Dungeons. Dragons. Graph paper. Funny dice.

Do you employ hirelings?

When I first started reading about old-school gaming, what struck me was how little my adolescent Basic and 1e games resembled the Old-School Style. Much of the difference, I’m starting to suspect, was that we ignored rules that sounded “boring” without trying them. We didn’t use encumbrance, for example, or keep track of light sources. In retrospection, resource management was a huge element of the game—an element we ignored perhaps to our detriment. So, I’ve been picking through my memory and reading old rulebooks, making a list of mechanics I’ve never actually played. One of those is the use of hirelings. In Men & Magic, it says:

Charisma is a combination of appearance, personality, and so forth. Its primary function is to determine how many hirelings of unusual nature a character can attract. This is not to say that he cannot hire men-at-arms and employ mercenaries, but the charisma function will affect loyalty of even these men. Players will, in all probability, seek to hire Fighting-Men, Magic-Users, and/or Clerics in order to strengthen their roles in the campaign. A player-character can employ only as many as indicated by his charisma score.

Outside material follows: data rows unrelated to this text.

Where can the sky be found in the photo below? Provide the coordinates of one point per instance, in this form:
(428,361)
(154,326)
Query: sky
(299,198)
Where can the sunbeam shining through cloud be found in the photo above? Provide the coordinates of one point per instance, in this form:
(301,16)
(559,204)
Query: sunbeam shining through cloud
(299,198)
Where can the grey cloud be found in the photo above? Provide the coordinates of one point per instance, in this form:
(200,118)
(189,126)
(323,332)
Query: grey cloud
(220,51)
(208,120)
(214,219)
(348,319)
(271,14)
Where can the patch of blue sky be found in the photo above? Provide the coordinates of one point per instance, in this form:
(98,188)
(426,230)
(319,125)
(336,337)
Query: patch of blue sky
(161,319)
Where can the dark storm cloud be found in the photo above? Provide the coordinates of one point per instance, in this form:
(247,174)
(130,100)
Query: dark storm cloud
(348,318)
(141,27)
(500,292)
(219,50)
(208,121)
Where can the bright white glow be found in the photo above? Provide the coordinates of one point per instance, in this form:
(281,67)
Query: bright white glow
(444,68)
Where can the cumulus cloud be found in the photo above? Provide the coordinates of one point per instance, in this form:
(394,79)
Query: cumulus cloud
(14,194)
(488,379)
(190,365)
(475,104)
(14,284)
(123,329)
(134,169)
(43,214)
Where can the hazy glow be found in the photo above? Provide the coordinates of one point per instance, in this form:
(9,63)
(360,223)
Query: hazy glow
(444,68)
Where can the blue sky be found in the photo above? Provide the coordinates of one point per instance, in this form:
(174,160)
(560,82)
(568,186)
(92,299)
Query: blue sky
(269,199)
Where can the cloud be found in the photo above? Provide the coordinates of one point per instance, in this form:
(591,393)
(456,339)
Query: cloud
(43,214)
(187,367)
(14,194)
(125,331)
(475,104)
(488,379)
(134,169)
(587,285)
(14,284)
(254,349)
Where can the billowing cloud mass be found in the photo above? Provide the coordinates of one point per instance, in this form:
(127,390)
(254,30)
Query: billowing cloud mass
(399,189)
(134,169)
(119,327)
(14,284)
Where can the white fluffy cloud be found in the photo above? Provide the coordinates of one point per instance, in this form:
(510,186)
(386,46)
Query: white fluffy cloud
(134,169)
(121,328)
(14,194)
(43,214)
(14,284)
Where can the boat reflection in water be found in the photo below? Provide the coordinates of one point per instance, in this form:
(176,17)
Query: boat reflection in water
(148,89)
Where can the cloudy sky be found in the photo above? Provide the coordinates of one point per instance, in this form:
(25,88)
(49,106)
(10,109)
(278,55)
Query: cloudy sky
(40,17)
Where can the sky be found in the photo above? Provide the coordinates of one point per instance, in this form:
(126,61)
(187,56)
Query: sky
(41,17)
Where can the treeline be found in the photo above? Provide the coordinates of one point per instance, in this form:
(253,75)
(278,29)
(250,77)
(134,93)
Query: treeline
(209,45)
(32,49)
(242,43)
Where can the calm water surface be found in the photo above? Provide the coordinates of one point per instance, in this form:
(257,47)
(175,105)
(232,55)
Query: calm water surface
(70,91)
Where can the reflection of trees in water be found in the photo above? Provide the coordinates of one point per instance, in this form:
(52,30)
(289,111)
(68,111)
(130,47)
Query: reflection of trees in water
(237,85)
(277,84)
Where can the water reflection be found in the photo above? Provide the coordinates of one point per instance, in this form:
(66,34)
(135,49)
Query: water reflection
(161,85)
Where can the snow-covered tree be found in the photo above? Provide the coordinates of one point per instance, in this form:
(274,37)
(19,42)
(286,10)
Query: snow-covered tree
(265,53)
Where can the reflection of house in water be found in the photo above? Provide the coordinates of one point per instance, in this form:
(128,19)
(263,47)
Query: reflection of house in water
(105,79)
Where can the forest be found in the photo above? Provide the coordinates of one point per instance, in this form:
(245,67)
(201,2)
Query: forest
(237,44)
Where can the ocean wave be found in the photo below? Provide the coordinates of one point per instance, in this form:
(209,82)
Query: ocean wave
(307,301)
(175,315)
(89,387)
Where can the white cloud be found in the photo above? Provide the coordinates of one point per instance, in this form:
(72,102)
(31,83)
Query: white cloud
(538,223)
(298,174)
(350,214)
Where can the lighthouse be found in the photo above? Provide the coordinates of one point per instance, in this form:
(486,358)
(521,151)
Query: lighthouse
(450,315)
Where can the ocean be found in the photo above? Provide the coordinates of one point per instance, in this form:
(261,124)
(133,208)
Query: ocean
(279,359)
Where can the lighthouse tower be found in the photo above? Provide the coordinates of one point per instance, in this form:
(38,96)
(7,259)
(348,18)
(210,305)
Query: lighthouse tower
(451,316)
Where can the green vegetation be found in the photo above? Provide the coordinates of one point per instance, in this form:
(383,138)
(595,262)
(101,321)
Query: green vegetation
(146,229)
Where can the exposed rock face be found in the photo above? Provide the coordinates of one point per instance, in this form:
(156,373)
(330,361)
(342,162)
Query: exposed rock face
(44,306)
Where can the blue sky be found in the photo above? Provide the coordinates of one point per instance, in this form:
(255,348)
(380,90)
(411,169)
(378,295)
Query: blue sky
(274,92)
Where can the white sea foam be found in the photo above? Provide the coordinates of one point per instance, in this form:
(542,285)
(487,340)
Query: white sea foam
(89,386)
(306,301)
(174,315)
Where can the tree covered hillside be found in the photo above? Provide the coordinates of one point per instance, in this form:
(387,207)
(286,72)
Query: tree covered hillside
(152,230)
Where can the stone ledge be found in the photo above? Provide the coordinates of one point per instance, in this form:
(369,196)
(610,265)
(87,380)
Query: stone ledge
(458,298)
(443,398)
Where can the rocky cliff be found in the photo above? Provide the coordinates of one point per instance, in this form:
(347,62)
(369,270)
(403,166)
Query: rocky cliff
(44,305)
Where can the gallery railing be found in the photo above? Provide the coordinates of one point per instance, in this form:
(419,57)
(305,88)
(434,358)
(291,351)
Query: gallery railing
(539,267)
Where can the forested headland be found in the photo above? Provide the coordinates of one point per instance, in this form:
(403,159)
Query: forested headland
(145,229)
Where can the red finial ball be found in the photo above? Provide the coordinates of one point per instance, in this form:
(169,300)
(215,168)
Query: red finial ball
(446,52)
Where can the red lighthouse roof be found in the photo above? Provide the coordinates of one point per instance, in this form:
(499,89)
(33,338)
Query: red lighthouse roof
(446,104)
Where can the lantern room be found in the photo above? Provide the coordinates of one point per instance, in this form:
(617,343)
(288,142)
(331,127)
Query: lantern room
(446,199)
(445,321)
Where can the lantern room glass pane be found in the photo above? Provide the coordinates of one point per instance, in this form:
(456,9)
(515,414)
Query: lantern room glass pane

If the primary function of charisma is to determine the number and loyalty of hirelings, and charisma itself was important enough to make it one of the six attributes, then hirelings must be an important part of the game, right? On the other hand, M&M later speaks of “acquiring a regular entourage of various character types, monsters, and an army of some form.” That makes me question whether hirelings were in fact a vestigial hold-over from Chainmail, and little-used in actual D&D play. I’d love to hear anecdotal evidence one way or the other. Did you use hirelings in your games back in the day? Do you use them now?

1 comment:

Scott July 31, 2010 at 2:44 PM

I don’t remember using them much when we first started playing, but as we got into the game more and were playing at every opportunity, they became pretty common as a way for solo PCs to take on bigger challenges (e.g., published modules) on those occasions when it was just one of us spending the night over at someone’s house etc.

I allow and make provision for their use now but don’t encourage it or discourage it. Purely a player decision as far as I’m concerned.